Five Tips for Leading Campaigns for Change
Posted on Harvard Business Review: May 17, 2010 11:00 AM
Everyone agrees that culture is the hardest thing to change, whether ethics in the financial system or the eating habits of individuals. That's because change is not a decision like appointing a new CEO, nor is it an event like winning an election. Change is an ongoing campaign.
Even in a hierarchy, top officials can declare a new policy or restructure by fiat, but they can't change behavior without a campaign to win hearts and minds. If culture change is difficult within a company, it is even harder in looser systems such as communities and countries. In his book, All Deliberate Speed, Charles Ogletree examines the 50 years after the Supreme Court passed Brown v. Board of Education ordering the desegregation of U.S. public schools; yet decades later schools remain de facto segregated. If laws don't produce change, then leaders must become adept at campaigns to change behavior.
The best campaigns for change have five elements:
Memorable messages. Campaigns, like brand marketing, start with a clear, succinct, easy to repeat, emotionally compelling message. The designated driver campaign, spearheaded by Jay Winsten at the Harvard School of Public Health 21 years ago, reduced fatalities from drunk driving by 25% in its first four years alone using the slogan "The designated driver is the life of the party." The message plays off of "life of the party" to signify that the party will be fun, while reminding people that "life" depends on a driver who doesn't drink. Similarly, playful yet compelling images animate Dr. Hugo Tempelman's campaign to stop HIV/AIDS in South Africa. The campaign features billboards with a cartoon condom and slogans accompanied by a soccer ball that start with the line "Men with balls..." and complete the sentence with safe sex behavior.
Stories. Narrative is a powerful tool for campaigns. People remember other people and stories better than numbers. First Lady Michelle Obama is leading a campaign against obesity by getting Americans up and walking. Personal testimonials motivate people, particularly when they see that those they admire take new actions. For big media campaigns, celebrity stories catch attention. Actor Dennis Quaid, who almost lost his twin children to medical errors, stars in a made-for-TV movie about patient safety, Chasing Zero, produced by Dr. Charles Denham, a physician/entrepreneur and an Advanced Leadership Fellow at Harvard (a program I'm involved with). Chasing Zero has aired several times on the Discovery Channel and is the basis for a campaign aimed at hospital boards and community leaders.

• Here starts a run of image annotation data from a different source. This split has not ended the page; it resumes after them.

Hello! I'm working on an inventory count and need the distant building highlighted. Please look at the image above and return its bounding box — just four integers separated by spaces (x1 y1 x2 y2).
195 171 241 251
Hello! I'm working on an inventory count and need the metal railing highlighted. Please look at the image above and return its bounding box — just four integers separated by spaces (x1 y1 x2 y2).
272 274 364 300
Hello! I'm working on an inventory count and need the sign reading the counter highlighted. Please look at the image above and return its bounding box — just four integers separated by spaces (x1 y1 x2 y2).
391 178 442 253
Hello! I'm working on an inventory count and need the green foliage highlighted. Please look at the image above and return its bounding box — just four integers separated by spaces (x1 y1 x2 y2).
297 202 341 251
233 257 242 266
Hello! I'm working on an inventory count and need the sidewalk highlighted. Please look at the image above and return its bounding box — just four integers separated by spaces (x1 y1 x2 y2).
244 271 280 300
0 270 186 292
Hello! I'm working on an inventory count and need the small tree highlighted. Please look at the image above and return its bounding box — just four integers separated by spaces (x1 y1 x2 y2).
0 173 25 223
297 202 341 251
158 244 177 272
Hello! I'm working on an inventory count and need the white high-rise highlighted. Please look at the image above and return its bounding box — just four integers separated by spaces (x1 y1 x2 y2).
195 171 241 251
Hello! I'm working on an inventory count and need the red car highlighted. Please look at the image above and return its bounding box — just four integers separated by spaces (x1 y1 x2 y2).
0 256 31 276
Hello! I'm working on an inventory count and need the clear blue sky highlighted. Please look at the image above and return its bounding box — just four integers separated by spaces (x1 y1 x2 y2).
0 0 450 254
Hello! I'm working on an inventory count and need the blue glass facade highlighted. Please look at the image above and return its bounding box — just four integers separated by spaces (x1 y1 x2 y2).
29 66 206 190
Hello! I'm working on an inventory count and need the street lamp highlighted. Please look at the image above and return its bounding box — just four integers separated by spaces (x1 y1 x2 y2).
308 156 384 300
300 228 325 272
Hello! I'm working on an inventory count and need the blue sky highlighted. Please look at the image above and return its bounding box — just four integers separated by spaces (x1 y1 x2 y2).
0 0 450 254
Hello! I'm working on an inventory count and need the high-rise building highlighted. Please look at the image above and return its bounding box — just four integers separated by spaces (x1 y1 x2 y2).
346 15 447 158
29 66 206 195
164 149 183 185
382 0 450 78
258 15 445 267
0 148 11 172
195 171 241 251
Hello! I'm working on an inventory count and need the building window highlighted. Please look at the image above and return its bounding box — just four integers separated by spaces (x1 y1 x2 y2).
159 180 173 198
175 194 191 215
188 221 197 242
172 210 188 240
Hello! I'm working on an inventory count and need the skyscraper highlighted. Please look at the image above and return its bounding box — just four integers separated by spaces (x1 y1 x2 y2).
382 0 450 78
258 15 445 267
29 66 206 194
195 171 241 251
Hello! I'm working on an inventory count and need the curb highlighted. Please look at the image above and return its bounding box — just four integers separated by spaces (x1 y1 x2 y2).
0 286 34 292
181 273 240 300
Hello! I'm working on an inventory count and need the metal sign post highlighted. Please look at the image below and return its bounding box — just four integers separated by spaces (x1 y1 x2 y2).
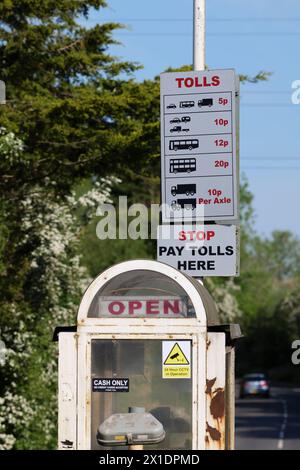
194 0 206 70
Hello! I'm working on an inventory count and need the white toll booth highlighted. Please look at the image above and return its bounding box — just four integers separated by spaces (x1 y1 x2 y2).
55 260 241 450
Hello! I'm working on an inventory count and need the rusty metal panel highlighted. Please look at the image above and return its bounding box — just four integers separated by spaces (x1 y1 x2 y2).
225 347 235 450
205 333 226 450
58 333 77 450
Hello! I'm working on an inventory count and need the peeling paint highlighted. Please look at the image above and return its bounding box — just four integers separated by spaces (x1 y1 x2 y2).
205 377 217 395
210 389 225 419
206 422 221 441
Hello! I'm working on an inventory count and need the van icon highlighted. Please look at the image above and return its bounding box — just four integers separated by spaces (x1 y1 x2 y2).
198 98 214 108
181 116 191 122
170 126 189 132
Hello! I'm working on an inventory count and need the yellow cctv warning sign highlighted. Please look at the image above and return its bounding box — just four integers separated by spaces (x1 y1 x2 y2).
162 341 191 379
164 343 189 366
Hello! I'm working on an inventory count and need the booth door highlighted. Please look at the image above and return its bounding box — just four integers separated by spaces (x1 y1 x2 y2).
91 339 193 450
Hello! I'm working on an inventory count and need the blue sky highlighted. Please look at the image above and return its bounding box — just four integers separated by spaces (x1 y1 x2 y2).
86 0 300 236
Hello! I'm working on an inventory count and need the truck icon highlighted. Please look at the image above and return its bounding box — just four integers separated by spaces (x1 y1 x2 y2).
171 199 197 210
171 184 196 196
170 126 189 132
181 116 191 122
198 98 214 108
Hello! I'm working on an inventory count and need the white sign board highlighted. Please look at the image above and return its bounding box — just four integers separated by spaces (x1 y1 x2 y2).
161 69 238 223
157 224 239 277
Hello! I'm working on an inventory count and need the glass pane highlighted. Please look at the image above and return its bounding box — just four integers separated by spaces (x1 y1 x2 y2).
91 339 192 450
88 270 196 318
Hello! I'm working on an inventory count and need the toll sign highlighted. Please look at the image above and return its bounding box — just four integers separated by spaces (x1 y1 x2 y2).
157 224 239 277
161 70 238 223
162 341 191 379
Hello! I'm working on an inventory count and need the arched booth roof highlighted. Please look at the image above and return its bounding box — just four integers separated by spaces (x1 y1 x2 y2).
77 260 219 327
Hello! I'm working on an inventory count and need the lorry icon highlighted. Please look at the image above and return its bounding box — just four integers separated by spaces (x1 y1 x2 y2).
198 98 214 108
171 199 197 210
170 126 189 132
171 184 196 196
181 116 191 122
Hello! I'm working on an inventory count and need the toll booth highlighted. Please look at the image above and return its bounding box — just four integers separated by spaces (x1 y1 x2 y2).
55 260 241 451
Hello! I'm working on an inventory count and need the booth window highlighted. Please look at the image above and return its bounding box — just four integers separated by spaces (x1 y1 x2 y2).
88 270 196 318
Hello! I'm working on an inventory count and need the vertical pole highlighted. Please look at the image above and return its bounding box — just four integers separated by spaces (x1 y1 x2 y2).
194 0 206 70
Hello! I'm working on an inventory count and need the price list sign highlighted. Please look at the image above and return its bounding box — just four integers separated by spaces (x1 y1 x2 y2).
161 69 238 223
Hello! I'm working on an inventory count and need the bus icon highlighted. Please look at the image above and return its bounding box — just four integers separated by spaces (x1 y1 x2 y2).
169 158 196 174
169 139 199 151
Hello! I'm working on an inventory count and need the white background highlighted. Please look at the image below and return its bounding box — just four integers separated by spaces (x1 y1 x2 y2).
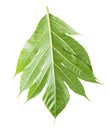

Action tools and roles. In a successful campaign, there is a clear step anyone can take, without requiring elaborate new processes, even if more complex change is required eventually. A checklist for surgery is a simple, actionable tool, as Dr. Atul Gawande argues in his new book. The designated driver is a role that is immediately clear to everyone attending a party, and anyone can take it on. When IBM mounted a campaign to increase employee engagement in North America, the company created a new role, called "mayor," for neighborhood-based networks to build connections and community service, called "spirit communities."
Coalitions of partners. Change campaigns need many suppliers, distributors, and allies. The "100,000 Lives" campaign mounted by Dr. Donald Berwick at the Institute for Healthcare Improvement (IHI), aimed at saving 100,000 lives lost annually to preventable medical errors. IHI mobilized 3000 hospitals to implement safer practices. Berwick (now nominee to head Medicare) later expanded this to a "5 Million Lives" campaign to reduce all forms of hospital-generated harm, adding more hospitals armed with more tools. In a different realm, NASA head Charles Bolden, a former Harvard Advanced Leadership Fellow with Denham, caught the change campaign spirit. He recently launched NASA's "Summer of Innovation" in its first four states. This campaign enlists middle school students and teachers in efforts to improve STEM education (science, technology, engineering, and math), using NASA scientific resources as a catalyst.
"Point of action" nudges. Popular media messages get generalized attention, just as commercials for products do, but like marketing campaigns that require point of sale support, successful behavior change campaigns need to place reminders at the point of action—the moment of truth when behavior is set in motion. For example, bars are naturals for designated driver or safe sex campaign materials. Hand-washing reminders and hand-sanitizers are now prevalent in restaurants and hospitals.
Campaigns for culture change flourish under experienced leaders in later stages of life ready to jump into making a big impact on society. This reasoning underlies the meta-campaign of the Advanced Leadership Fellowship: to deploy a leadership force of social change campaigners. We're seeking a few great leaders to join the movement and create the next designated driver, patient safety, or science education campaign. The results can improve competitiveness and save lives. That's a campaign worth undertaking.